### Phys 629, Fall 2023, University of Mississippi


# Lecture 13, Chapter 4: Classical Statistical Inference

Material in this lecture and notebook is based upon the Basic Stats portion of G. Richards' "Astrostatistics" class at Drexel University (PHYS 440/540, https://github.com/gtrichards/PHYS_440_540), the Introduction to Probability & Statistics portion of A. Connolly's & Ž. Ivezić's "Astrostatistics & Machine Learning" class at the University of Washington (ASTR 598, https://github.com/dirac-institute/uw-astr598-w18), J. Bovy's mini-course on "Statistics & Inference in Astrophysics" at the University of Toronto (http://astro.utoronto.ca/~bovy/teaching.html), and Stephen R. Taylor (https://github.com/VanderbiltAstronomy/astr_8070_s22). 

##### Reading:

- [Textbook](http://press.princeton.edu/titles/10159.html) Chapter 4.

***Exercises required for class participation are in <font color='red'>red</font>.***

In classification decisions, we make two types of errors.
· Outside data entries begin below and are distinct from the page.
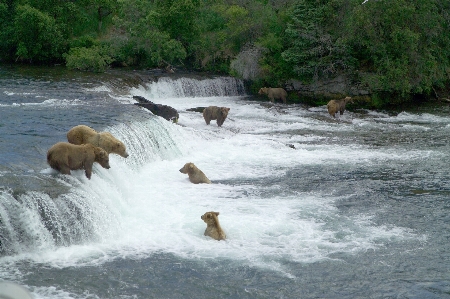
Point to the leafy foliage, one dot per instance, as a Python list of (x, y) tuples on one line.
[(37, 35), (395, 49)]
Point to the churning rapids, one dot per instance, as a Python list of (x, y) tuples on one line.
[(359, 208)]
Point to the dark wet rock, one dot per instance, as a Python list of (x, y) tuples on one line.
[(167, 112)]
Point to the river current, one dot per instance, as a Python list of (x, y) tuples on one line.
[(312, 207)]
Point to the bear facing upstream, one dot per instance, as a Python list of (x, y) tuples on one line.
[(213, 228), (337, 105), (65, 157), (82, 134), (214, 112), (196, 176), (274, 93)]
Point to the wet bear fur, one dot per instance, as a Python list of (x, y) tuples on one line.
[(65, 157), (196, 176), (82, 134), (213, 228), (214, 112), (334, 106), (167, 112), (274, 93)]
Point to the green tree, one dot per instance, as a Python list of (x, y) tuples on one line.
[(315, 49), (139, 37), (402, 46), (38, 38)]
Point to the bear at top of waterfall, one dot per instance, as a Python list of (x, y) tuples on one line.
[(196, 176), (274, 93), (82, 134), (213, 228), (334, 106), (214, 112), (64, 157)]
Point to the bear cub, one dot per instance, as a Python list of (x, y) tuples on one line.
[(213, 228), (196, 176), (334, 106), (214, 112), (65, 157), (82, 134)]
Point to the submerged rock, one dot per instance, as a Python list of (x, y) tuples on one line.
[(167, 112)]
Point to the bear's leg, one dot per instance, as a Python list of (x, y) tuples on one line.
[(88, 173), (64, 169)]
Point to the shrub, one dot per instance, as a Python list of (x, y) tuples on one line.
[(95, 59)]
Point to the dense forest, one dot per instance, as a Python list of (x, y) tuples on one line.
[(399, 48)]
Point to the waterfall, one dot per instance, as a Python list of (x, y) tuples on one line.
[(166, 87), (82, 210)]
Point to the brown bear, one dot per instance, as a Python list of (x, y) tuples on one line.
[(214, 112), (213, 228), (338, 105), (196, 176), (82, 134), (64, 157), (274, 93)]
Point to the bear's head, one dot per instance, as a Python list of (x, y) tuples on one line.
[(210, 218), (263, 90), (101, 157), (187, 168), (119, 147)]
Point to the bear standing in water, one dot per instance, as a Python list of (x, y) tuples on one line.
[(334, 106), (83, 134), (65, 157), (214, 112), (196, 176), (274, 93)]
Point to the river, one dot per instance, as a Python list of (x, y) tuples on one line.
[(312, 207)]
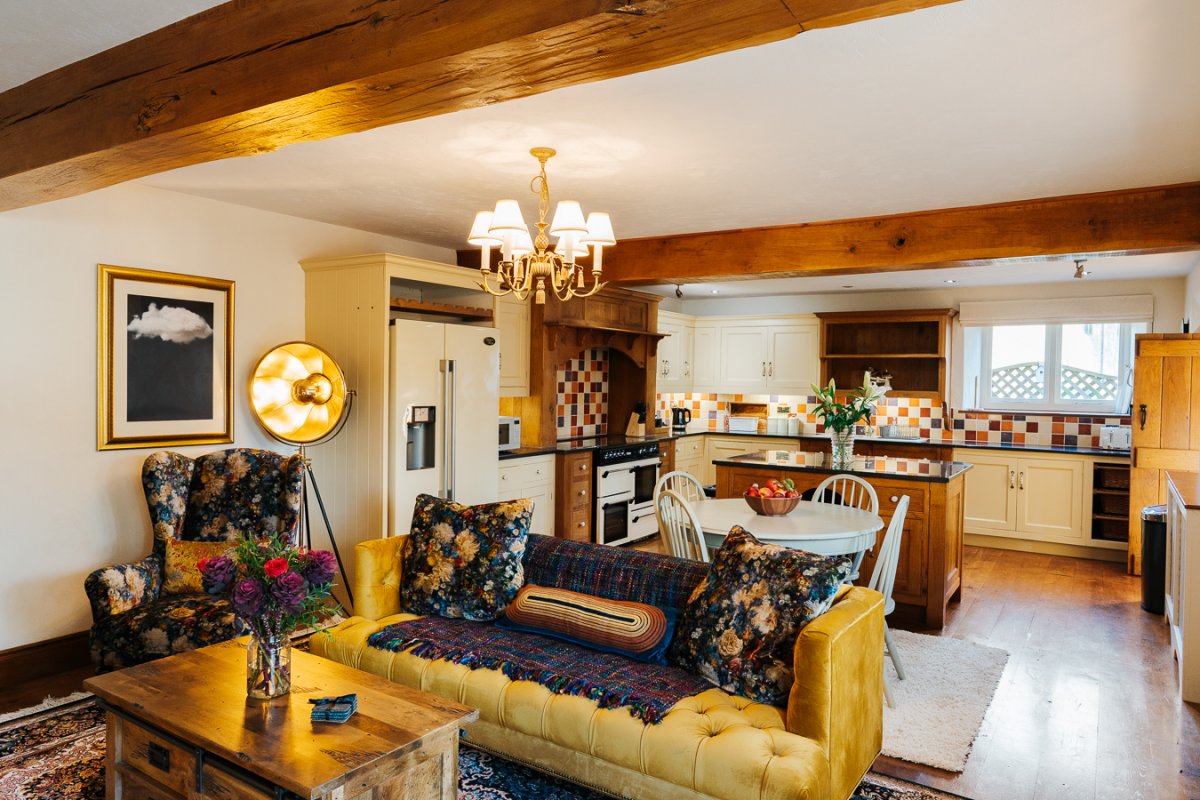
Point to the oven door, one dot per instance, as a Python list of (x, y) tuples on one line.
[(646, 475), (612, 518)]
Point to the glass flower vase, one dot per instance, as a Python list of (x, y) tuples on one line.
[(268, 666), (843, 443)]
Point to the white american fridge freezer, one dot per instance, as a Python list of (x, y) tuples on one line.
[(444, 405)]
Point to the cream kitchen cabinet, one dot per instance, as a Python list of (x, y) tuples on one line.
[(532, 477), (513, 324), (706, 356), (769, 356), (690, 456), (1035, 497), (676, 353)]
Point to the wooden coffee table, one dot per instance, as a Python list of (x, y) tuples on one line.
[(183, 728)]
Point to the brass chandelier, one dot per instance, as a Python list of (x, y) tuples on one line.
[(527, 265)]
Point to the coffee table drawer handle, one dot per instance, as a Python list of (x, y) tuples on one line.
[(159, 756)]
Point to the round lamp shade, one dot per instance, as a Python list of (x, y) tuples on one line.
[(298, 394)]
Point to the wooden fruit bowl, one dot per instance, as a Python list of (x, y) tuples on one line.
[(772, 506)]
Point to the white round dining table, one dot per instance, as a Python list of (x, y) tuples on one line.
[(820, 528)]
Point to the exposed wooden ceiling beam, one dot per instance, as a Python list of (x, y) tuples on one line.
[(252, 76), (1128, 222)]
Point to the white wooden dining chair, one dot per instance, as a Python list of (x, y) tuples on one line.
[(883, 578), (682, 483), (849, 491), (679, 527)]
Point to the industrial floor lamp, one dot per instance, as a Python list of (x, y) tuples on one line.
[(299, 396)]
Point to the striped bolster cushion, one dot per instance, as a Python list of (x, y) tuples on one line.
[(636, 630)]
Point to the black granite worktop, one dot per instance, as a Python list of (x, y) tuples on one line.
[(1069, 450), (913, 469)]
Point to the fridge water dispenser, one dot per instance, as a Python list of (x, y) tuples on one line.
[(420, 437)]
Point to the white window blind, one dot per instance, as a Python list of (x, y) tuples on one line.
[(1129, 308)]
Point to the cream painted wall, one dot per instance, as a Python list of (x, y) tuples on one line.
[(1168, 299), (1192, 298), (67, 507)]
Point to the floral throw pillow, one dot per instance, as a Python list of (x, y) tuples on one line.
[(465, 561), (739, 627), (180, 571)]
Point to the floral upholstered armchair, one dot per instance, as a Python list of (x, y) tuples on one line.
[(155, 607)]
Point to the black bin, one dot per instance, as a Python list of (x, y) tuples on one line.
[(1153, 558)]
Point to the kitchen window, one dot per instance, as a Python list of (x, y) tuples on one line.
[(1081, 367)]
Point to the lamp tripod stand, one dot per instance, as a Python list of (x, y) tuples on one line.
[(299, 395), (306, 517)]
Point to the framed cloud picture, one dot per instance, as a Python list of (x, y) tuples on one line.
[(165, 350)]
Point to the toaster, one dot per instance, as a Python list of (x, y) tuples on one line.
[(1116, 437)]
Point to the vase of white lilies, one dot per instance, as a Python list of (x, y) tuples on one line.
[(840, 419)]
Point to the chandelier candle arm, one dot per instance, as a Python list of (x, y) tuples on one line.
[(527, 262)]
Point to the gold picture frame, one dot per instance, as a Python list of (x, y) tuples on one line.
[(165, 355)]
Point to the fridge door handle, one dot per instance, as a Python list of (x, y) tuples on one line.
[(448, 426)]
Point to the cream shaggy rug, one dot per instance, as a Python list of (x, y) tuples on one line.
[(940, 705)]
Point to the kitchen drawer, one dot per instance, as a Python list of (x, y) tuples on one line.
[(162, 759), (525, 471), (577, 529), (579, 494)]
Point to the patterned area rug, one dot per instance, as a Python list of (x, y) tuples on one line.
[(58, 753)]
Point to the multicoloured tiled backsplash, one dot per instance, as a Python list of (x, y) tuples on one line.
[(918, 414), (582, 407)]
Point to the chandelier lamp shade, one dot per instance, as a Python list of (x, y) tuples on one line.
[(528, 265)]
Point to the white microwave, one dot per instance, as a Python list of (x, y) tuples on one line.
[(510, 433)]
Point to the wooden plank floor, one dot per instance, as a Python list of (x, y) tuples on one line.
[(1089, 705), (1087, 709)]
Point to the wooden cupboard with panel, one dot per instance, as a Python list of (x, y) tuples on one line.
[(573, 489), (1165, 422)]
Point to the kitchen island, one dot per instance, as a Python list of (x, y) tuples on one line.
[(930, 571)]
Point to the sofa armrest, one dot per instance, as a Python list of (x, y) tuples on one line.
[(838, 696), (118, 588), (377, 572)]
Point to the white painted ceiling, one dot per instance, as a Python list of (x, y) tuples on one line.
[(979, 101)]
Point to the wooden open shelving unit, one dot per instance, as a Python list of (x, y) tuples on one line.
[(913, 346), (1110, 501)]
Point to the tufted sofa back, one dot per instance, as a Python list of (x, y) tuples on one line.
[(611, 572), (222, 494)]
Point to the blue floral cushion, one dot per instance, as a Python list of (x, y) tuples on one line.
[(739, 627), (465, 561)]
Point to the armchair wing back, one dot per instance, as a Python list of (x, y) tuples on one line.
[(216, 497), (223, 494)]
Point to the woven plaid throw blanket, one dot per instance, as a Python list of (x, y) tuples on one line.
[(648, 691)]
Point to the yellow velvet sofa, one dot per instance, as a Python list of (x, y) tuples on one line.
[(709, 746)]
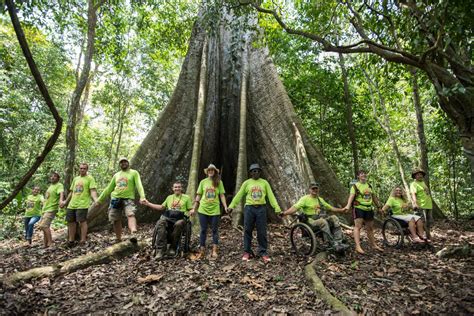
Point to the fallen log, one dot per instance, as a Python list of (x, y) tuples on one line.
[(320, 290), (109, 254)]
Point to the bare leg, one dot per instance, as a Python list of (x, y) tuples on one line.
[(357, 227), (118, 230), (370, 235), (71, 229), (132, 224), (83, 231)]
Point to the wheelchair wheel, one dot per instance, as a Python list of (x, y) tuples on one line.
[(303, 240), (392, 233), (153, 240)]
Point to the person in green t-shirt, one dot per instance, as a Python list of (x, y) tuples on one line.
[(209, 192), (177, 205), (54, 197), (314, 207), (400, 207), (255, 190), (83, 189), (122, 192), (422, 202), (363, 200), (34, 202)]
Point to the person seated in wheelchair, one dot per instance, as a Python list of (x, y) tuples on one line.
[(314, 214), (172, 221), (399, 208)]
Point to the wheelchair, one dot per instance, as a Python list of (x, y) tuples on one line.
[(306, 242), (394, 232), (183, 246)]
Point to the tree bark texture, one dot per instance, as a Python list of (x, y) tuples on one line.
[(75, 104), (274, 135), (47, 98)]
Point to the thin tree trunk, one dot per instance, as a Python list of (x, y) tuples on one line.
[(237, 217), (385, 124), (75, 104), (49, 102), (349, 115)]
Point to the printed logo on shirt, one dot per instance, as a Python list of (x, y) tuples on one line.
[(210, 193), (256, 193), (122, 183), (79, 188), (176, 204)]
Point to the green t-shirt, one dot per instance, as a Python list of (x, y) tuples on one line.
[(398, 206), (311, 205), (182, 202), (81, 192), (364, 197), (423, 197), (255, 192), (51, 202), (123, 186), (209, 203), (33, 205)]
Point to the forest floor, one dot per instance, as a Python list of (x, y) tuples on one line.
[(411, 280)]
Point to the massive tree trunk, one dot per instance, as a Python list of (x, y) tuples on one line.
[(274, 135)]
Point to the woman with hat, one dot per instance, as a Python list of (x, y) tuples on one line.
[(209, 192), (398, 203), (422, 199)]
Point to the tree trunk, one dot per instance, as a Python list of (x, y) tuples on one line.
[(47, 98), (349, 114), (106, 255), (271, 127), (75, 104)]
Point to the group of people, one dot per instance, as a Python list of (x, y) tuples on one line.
[(207, 204)]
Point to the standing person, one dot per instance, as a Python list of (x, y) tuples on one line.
[(422, 199), (54, 197), (34, 202), (83, 188), (398, 203), (122, 191), (177, 205), (314, 207), (363, 200), (209, 192), (255, 190)]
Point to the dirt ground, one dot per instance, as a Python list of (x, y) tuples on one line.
[(411, 280)]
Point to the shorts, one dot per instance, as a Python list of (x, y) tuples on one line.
[(127, 207), (46, 219), (76, 215), (365, 215)]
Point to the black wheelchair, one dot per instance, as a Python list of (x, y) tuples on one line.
[(306, 242), (183, 246), (394, 232)]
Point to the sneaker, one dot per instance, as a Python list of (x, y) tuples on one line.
[(246, 256)]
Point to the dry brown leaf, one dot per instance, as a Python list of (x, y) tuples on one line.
[(150, 278)]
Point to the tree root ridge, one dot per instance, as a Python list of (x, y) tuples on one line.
[(320, 290)]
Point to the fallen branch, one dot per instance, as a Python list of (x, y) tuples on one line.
[(109, 254), (320, 290)]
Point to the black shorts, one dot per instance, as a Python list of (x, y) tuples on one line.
[(77, 215), (365, 215)]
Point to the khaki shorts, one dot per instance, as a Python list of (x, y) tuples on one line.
[(46, 219), (127, 208)]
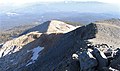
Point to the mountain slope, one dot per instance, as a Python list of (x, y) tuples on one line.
[(52, 50)]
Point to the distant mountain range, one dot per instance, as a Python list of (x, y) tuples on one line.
[(83, 12)]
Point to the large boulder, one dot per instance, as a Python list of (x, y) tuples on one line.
[(116, 61), (101, 58)]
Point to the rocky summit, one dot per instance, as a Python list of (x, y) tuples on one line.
[(58, 46)]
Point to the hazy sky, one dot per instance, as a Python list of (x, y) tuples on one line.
[(18, 2)]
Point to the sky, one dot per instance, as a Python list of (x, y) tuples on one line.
[(19, 2)]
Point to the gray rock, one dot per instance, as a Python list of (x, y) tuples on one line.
[(116, 61), (101, 58), (87, 61)]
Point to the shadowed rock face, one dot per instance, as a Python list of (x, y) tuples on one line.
[(59, 48)]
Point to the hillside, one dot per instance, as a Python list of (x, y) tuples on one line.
[(57, 46)]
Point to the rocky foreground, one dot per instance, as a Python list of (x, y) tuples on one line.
[(57, 46)]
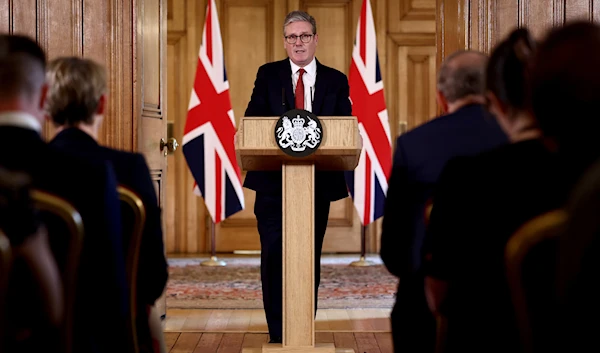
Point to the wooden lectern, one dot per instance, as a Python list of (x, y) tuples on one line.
[(256, 149)]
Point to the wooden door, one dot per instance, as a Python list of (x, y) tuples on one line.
[(150, 103), (128, 37)]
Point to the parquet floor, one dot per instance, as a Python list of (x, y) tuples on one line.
[(229, 331)]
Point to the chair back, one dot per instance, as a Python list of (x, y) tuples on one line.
[(5, 264), (65, 234), (133, 219), (530, 260)]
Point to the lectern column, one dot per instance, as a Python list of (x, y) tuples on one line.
[(298, 255)]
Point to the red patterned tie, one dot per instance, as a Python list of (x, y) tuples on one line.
[(300, 91)]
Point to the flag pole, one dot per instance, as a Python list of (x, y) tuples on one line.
[(363, 262), (214, 261)]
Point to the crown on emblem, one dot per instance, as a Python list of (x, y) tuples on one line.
[(298, 121)]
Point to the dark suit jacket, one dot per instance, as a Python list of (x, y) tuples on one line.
[(273, 95), (91, 188), (131, 171), (418, 161), (479, 203)]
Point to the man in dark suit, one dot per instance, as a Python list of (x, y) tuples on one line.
[(101, 290), (418, 161), (78, 118), (301, 82)]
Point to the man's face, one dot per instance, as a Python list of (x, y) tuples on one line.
[(301, 53)]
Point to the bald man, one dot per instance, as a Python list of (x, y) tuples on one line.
[(464, 129)]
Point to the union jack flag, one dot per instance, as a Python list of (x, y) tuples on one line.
[(208, 141), (368, 183)]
These are quite literally described as **Type I** and **Type II** errors by *Neyman & Pearson*.

**TYPE I ERRORS**
- The null hypothesis is true, but incorrectly rejected.
- These are ***false positives*** (or false alarms).
- False positive probability is dictated by the significance level $\alpha$. 

**TYPE II ERRORS**
- The null hypothesis is false, but not rejected.
- These are ***false negatives*** (or false dismissals).
- False negatives probability is dictated by a variable called $\beta$, related to $(1-\beta)$, called the ***detection probability***.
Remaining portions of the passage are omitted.